Ce constat est aisément transposable aux autres domaines régaliens : santé, police, justice, etc. Hormis le gaspillage budgétaire, les retards digitaux auront de plus en plus de conséquences à l’avenir.

Et cela pénalise en retour l’écosystème d’innovation qui, s’il veut croître à un moment donné, n’a qu’une seule solution, s’exporter commercialement, et pour financer ce développement souvent ouvrir son capital à des fonds étrangers.

Et pourtant, la solution est simple : il suffit de faire un copier-coller de deux textes américains existants. Le premier est le Small Business Act. Il veut que, même si un contrat public est passé à un grand groupe, ce dernier rétrocède une quote-part très significative du marché à des PME et donc très souvent à des start-ups innovantes. Le deuxième texte, moins connu, est le BABAA (Build America Buy America Act). Son principe est très simple : il prévoit que quand vous passez un marché public, vous devez vous assurer qu’une très importante quote-part soit consacrée à l’achat de biens ou de prestations « Made in America ».

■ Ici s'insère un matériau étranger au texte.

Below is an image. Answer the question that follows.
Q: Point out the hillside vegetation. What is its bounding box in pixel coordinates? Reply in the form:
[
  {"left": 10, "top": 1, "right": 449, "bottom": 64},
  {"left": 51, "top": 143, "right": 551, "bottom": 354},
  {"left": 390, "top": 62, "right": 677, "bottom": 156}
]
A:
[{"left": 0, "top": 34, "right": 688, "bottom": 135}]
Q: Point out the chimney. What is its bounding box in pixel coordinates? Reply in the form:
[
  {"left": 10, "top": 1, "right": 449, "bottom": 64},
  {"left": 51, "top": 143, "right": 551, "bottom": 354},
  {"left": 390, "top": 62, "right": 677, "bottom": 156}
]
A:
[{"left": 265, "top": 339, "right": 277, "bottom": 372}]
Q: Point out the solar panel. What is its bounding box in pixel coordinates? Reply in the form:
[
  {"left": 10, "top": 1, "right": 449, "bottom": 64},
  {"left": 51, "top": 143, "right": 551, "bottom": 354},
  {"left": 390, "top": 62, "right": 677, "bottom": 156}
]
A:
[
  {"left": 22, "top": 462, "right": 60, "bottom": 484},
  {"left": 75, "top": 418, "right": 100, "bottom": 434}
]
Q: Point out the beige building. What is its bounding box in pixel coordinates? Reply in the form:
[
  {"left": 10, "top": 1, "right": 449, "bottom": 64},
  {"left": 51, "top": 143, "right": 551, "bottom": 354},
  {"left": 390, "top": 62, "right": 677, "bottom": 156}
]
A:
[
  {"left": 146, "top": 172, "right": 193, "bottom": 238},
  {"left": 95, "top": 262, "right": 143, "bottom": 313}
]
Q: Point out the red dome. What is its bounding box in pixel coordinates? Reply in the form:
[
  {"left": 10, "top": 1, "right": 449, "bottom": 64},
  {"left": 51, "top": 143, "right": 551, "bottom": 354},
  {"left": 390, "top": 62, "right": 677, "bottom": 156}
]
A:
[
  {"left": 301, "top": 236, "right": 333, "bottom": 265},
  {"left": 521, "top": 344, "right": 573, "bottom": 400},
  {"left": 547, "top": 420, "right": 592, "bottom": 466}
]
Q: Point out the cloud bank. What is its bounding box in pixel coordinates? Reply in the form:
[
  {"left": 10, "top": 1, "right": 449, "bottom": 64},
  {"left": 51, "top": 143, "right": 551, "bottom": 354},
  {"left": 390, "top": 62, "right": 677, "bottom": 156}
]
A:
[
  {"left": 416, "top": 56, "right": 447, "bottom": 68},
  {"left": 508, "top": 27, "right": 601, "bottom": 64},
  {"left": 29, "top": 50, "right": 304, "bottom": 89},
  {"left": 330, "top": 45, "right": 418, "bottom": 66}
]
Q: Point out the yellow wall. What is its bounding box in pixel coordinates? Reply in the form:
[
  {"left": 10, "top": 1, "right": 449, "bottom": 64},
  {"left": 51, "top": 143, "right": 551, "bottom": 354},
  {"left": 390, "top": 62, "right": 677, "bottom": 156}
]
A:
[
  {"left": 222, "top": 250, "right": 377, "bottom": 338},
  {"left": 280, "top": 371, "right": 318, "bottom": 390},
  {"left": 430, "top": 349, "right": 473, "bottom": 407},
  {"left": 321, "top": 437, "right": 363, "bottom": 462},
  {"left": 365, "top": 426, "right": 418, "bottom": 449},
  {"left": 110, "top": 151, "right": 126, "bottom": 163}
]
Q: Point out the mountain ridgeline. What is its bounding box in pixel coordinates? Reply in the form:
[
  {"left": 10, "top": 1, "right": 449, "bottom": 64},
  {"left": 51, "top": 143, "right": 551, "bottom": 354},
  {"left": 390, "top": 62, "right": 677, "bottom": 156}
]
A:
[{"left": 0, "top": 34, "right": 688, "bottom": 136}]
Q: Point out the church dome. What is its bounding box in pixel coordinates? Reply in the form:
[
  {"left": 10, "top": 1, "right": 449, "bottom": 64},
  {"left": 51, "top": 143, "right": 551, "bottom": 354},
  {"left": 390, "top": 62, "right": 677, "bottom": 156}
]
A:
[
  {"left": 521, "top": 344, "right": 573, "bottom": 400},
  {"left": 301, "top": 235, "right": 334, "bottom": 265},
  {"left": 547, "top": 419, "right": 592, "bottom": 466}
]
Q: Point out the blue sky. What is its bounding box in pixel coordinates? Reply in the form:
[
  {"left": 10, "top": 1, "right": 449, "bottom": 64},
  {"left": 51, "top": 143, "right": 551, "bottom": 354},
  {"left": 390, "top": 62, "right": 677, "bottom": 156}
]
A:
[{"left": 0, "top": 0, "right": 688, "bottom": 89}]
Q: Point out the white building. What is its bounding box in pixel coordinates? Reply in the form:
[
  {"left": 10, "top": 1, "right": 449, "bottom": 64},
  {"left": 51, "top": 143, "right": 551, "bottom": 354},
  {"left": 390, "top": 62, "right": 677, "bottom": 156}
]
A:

Ces deux textes réunis permettent de former un cercle vertueux de l'investissement d'innovation où l'État consomme des solutions qu'il a lui-même contribué à créer et financer. Il est grand temps de s’en inspirer très fortement.

Si nous n’arrivons pas à passer à l'échelle sur le cloud, la data, l’IA et la cybersécurité, si nous ne parvenons pas à créer des géants européens dans ce monde digital, alors la troisième économie digitale, qui sera principalement centrée autour du quantique, connaîtra les mêmes écueils, les mêmes causes produisant en général les mêmes effets.